“Who counts as Black in voting maps? Some GOP state officials want that narrowed”

NPR:

Who counts as Black?

The thorny question has quietly found its way before the U.S. Supreme Court again, ensnared in a major legal battle over the Voting Rights Act that could further gut the landmark law and make it harder to protect the political power of voters of color.

The battle is playing out over new maps of congressional voting districts created by Republican-led legislatures in Alabama and Louisiana after the 2020 census. The fate of the maps rests on how the Supreme Court rules first in the case out of Alabama — Merrill v. Milligan — which the high court heard this month and may set a precedent for lawsuits about Section 2 of the Voting Rights Act.

In both cases out of the Deep South states, lower courts have separately found that the maps were drawn in a way that likely dilutes Black voters’ strength at the polls. That would violate the Voting Rights Act by giving a minority group, as spelled out in Section 2, “less opportunity than other members of the electorate to participate in the political process and to elect representatives of their choice.”

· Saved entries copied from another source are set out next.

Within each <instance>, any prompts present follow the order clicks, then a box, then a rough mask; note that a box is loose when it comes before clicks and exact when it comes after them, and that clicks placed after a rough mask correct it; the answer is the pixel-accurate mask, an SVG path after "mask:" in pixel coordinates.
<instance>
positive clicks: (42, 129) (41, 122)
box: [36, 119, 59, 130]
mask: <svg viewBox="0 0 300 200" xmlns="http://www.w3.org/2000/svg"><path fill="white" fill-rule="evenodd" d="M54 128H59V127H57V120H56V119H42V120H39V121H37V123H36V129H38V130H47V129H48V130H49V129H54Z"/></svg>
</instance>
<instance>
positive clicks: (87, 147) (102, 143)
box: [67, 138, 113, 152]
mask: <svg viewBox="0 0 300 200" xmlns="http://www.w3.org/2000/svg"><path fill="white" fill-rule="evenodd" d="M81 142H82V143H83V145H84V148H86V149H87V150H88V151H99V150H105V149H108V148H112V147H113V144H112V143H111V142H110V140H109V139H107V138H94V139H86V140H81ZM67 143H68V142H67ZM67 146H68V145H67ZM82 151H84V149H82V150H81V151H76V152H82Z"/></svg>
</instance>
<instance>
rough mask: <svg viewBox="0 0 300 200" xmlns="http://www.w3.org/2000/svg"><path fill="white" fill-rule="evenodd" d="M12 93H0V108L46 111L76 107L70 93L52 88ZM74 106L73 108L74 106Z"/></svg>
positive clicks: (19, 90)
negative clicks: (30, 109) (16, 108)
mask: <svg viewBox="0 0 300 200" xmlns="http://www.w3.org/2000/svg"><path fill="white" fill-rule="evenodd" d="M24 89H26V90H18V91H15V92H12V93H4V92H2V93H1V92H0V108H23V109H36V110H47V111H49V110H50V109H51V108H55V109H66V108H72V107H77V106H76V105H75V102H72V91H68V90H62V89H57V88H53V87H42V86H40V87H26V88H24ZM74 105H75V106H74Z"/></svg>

GOP state officials have pushed back against the analyses that led to those findings, partly by questioning a definition of Blackness that, for close to two decades, has been the standard in cases focused on the voting power of Black people and no other racial or ethnic group whom the federal government classifies as a protected minority population…

Since a 2003 ruling by the Supreme Court, that definition of “Black” has included every person who identifies as Black on census forms — including people who check off the boxes for Black and any other racial or ethnic category such as white, Asian and Hispanic or Latino, which the federal government considers to be an ethnicity that can be of any race.

Republican state officials, however, have called for narrower definitions of Blackness that do not include people who also identify with another minority group.

Citing no evidence, GOP officials in Alabama argued in lower court filings that limiting the definition to people who mark just the “Black” box and do not identify as Latino for the census would be “most defensible.”

And in the Louisiana case — Ardoin v. Robinson — officials have been arguing for the definition to only include people who check off either just the “Black” box or both “Black” and “White” and do not identify as Latino.